Crump knows that his efforts and the efforts of his fellow pass rushers could be a major—and necessary—help to the inexperienced secondary.

"The best way to help the newcomers is to get to the quarterback faster," Crump said. "Making sure we get our keys right, run, play action. When we get that right, it gives the receivers less time to make their moves and break on the ball. It makes the quarterback have to throw the ball faster."

With those players and a focus on fundamentals, Bennett feels that he can improve ASU's pressure and get back to the ballhawking turnover-generating style of 2012-2014. Get the pressure, get more wins. 

"We’re an automatic defense," Bennett said. "It’s dependent on how you line up, in front and coverage. The players have to take ownership in them. You have to be calculated in your pressure without being stupid.

“We’re gonna have to coach them and get the right technique, and put them in a position to be successful. The pass rush always helps. There’s no doubt that when you got a quick clock, routes are limited."

So is ASU's margin for error in 2017.

The sour taste of defensive failures remains in Sparky's mouth.

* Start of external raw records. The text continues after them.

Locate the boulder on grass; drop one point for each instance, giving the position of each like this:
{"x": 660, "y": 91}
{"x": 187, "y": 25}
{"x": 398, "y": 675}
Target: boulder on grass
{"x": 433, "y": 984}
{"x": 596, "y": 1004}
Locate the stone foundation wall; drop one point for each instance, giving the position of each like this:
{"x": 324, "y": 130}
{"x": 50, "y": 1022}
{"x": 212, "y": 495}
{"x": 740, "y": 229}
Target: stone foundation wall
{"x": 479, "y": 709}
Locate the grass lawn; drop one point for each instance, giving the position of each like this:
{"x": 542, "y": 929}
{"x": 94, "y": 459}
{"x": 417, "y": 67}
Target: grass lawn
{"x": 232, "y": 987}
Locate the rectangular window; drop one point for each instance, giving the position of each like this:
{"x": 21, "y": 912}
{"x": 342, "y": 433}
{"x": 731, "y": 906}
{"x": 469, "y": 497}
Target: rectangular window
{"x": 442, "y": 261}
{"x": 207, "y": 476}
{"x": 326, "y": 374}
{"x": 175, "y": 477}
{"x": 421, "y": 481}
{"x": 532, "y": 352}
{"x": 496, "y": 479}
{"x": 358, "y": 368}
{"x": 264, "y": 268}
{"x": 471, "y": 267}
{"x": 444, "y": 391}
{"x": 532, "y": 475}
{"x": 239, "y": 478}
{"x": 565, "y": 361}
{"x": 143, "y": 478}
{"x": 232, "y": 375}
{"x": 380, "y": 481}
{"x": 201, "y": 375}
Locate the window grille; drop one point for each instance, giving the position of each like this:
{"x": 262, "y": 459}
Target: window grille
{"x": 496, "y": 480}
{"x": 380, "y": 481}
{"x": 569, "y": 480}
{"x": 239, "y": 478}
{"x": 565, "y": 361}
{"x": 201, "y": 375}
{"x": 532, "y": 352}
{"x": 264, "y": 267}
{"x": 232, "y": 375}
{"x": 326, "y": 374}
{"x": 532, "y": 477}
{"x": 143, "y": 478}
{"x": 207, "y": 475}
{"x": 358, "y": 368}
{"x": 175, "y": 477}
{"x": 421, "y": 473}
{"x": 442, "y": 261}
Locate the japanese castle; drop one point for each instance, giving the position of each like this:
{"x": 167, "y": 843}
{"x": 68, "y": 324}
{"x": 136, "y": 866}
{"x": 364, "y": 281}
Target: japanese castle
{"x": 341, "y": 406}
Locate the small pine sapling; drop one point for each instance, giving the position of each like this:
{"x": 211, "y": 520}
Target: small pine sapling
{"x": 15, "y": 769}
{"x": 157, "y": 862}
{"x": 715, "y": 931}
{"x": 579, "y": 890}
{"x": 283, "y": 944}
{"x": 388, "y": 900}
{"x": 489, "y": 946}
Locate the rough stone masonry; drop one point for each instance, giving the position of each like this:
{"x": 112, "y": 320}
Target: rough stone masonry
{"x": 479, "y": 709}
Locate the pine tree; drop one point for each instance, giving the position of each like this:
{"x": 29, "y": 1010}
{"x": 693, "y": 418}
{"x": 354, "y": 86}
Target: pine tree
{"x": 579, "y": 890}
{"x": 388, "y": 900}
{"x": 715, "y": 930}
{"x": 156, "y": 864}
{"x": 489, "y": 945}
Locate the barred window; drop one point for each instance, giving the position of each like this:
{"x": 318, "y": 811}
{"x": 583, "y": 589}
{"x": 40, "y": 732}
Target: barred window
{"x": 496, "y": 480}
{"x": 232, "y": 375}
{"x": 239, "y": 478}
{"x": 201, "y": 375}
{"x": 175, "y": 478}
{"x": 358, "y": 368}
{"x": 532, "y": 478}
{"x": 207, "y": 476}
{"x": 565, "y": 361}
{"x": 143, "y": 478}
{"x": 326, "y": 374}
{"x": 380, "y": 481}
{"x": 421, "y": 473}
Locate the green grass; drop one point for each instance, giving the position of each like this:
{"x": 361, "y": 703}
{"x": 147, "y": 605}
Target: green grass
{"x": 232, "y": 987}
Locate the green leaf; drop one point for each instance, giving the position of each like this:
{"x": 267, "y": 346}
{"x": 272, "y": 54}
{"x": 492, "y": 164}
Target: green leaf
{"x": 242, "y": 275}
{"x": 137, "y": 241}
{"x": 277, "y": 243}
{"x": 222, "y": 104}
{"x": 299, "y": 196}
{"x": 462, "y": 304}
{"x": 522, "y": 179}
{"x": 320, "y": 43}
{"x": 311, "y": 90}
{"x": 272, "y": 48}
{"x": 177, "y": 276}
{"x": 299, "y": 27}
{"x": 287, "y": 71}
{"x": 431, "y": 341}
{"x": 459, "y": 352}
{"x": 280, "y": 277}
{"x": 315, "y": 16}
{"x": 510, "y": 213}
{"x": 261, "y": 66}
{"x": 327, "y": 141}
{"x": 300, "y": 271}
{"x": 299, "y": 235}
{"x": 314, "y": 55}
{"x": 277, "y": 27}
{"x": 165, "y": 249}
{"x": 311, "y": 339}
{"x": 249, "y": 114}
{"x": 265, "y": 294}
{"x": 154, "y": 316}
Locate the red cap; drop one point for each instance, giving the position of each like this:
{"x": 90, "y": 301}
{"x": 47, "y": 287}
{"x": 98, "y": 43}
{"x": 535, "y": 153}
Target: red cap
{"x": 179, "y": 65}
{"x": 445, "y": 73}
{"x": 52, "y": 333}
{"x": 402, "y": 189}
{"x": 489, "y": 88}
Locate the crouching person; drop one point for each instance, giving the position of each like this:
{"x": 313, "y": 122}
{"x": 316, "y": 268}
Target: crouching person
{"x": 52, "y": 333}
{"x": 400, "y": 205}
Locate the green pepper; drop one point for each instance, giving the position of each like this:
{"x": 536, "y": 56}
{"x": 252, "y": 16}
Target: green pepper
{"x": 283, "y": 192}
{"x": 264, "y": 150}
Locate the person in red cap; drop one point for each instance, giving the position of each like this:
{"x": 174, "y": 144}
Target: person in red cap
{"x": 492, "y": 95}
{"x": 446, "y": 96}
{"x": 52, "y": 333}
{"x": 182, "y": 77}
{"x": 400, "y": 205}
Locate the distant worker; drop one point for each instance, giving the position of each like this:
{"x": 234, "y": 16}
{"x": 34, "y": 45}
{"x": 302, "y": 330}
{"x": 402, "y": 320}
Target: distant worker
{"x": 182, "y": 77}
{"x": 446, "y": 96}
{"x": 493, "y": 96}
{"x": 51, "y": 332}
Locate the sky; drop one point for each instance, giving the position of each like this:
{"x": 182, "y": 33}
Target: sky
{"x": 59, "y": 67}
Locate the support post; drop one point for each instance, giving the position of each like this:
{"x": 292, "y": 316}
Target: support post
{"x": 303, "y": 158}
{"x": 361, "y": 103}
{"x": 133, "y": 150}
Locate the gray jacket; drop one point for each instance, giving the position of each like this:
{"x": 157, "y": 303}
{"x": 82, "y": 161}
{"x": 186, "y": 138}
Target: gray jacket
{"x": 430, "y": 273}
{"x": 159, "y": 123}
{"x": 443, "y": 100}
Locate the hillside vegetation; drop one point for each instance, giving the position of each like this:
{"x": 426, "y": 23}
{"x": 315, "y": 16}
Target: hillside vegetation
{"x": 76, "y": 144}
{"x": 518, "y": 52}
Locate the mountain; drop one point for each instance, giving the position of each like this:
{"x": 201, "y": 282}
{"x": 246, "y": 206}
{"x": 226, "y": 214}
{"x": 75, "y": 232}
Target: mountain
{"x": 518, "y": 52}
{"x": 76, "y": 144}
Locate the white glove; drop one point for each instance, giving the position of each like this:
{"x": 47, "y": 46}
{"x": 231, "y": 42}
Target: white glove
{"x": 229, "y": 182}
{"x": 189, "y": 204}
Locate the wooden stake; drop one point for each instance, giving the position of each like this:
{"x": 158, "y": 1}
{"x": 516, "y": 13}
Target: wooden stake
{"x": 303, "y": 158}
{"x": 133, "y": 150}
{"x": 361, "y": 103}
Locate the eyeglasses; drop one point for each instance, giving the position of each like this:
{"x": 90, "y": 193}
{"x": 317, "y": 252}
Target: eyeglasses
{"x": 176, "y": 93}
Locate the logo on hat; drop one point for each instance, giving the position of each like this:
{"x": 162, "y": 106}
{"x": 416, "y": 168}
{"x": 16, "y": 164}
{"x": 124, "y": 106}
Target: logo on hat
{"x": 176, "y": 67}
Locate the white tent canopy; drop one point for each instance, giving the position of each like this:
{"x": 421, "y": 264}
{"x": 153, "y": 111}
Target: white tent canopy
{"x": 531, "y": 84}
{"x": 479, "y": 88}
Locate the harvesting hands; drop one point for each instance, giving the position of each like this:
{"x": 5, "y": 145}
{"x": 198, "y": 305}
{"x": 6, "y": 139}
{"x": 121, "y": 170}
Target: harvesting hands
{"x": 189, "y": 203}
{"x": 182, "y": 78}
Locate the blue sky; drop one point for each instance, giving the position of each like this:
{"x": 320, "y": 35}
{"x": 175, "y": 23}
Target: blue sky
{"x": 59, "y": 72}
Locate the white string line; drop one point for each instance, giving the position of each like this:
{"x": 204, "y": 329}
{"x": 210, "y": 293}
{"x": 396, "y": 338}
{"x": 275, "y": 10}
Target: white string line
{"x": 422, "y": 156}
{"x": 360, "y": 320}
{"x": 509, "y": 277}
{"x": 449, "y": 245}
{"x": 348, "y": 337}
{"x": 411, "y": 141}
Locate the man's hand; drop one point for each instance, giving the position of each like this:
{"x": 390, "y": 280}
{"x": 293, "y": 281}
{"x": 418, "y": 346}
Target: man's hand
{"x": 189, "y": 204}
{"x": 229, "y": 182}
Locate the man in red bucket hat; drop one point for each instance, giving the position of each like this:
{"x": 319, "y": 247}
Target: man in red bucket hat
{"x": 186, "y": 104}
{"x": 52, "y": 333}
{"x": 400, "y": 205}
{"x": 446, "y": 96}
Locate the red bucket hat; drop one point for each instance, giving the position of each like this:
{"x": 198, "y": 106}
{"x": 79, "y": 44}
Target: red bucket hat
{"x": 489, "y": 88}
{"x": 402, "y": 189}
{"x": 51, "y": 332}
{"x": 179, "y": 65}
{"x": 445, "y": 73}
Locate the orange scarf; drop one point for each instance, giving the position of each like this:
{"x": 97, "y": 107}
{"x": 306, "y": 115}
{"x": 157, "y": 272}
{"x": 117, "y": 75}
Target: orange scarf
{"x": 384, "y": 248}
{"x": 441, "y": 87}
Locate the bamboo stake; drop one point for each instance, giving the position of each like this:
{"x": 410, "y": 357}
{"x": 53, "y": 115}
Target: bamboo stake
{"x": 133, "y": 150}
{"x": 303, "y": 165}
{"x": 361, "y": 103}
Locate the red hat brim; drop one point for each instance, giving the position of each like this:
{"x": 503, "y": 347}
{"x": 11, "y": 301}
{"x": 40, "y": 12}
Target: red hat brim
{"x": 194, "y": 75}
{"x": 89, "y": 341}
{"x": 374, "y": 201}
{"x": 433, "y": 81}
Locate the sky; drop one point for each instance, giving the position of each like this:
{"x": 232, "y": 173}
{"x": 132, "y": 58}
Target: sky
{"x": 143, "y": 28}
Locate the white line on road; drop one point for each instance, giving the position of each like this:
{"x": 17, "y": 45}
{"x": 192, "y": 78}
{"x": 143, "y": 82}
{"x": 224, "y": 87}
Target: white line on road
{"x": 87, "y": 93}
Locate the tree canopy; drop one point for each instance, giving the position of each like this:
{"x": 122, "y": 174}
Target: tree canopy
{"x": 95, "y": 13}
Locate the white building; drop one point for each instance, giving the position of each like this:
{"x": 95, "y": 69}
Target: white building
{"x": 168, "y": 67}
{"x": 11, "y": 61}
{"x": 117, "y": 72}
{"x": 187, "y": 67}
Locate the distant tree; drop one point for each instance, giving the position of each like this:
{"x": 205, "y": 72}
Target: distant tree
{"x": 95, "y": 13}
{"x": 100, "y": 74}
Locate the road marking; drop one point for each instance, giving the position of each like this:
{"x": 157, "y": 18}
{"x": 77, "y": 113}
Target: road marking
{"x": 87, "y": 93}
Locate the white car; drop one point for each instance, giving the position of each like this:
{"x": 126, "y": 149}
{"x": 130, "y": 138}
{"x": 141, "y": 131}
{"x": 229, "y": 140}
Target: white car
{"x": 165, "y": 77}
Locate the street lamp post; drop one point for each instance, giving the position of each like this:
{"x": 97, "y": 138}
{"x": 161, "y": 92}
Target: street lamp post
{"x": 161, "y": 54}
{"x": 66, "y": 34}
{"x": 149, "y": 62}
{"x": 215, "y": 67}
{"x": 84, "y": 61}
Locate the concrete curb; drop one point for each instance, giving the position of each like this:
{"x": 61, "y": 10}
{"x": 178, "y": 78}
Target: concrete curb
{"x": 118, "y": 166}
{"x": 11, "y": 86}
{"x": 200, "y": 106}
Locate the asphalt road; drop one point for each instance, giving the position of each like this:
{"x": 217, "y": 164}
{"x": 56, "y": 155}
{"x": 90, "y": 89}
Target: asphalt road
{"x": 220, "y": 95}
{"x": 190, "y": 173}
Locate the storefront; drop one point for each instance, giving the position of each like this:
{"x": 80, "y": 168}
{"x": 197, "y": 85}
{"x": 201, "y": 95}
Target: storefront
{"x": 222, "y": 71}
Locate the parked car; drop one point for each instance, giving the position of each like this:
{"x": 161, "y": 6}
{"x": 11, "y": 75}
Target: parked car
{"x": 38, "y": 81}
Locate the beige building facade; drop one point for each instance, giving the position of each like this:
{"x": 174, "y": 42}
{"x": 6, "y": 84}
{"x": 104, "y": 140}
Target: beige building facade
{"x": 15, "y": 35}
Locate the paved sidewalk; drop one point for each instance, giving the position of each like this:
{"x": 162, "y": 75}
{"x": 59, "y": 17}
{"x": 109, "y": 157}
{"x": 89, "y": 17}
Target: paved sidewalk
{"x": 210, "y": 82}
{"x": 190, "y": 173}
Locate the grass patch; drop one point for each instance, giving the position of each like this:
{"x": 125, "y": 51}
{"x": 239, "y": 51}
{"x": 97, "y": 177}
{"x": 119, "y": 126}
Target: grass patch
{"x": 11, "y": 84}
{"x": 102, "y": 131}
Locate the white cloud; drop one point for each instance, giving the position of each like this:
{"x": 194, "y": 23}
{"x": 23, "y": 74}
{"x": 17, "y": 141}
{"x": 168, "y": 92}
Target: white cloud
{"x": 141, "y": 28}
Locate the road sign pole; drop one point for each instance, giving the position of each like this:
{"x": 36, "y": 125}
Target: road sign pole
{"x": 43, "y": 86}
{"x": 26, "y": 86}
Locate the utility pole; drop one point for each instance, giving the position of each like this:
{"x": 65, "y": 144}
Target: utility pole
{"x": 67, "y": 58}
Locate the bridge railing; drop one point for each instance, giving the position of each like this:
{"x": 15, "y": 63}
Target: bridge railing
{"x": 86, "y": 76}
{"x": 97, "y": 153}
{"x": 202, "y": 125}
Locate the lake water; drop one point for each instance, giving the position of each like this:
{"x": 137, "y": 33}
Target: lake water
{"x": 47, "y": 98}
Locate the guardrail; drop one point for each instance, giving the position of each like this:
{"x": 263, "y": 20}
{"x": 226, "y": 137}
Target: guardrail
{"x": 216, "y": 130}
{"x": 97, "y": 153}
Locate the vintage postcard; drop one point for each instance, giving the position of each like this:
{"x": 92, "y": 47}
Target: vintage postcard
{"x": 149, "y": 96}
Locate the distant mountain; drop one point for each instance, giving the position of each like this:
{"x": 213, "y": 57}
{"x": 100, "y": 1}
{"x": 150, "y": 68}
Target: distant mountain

Two straight losing seasons have exhausted patience. Things need to turn around in a hurry.

While there are certainly more questions than answers as the 2017 season draws near, ASU's new defensive coordinator thinks that better days are ahead.

"I just feel that we will make dramatic improvement," Bennett said. "We will become a better alignment defense. I think we’ll become a better tackling defense. I think we’ll become a better pass coverage defense. We totally redid the secondary. I think we’re more athletic. I think we’re more bought in. I think we have guys who think they are better than they are, and I like that.

"We have guys trying to prove something.”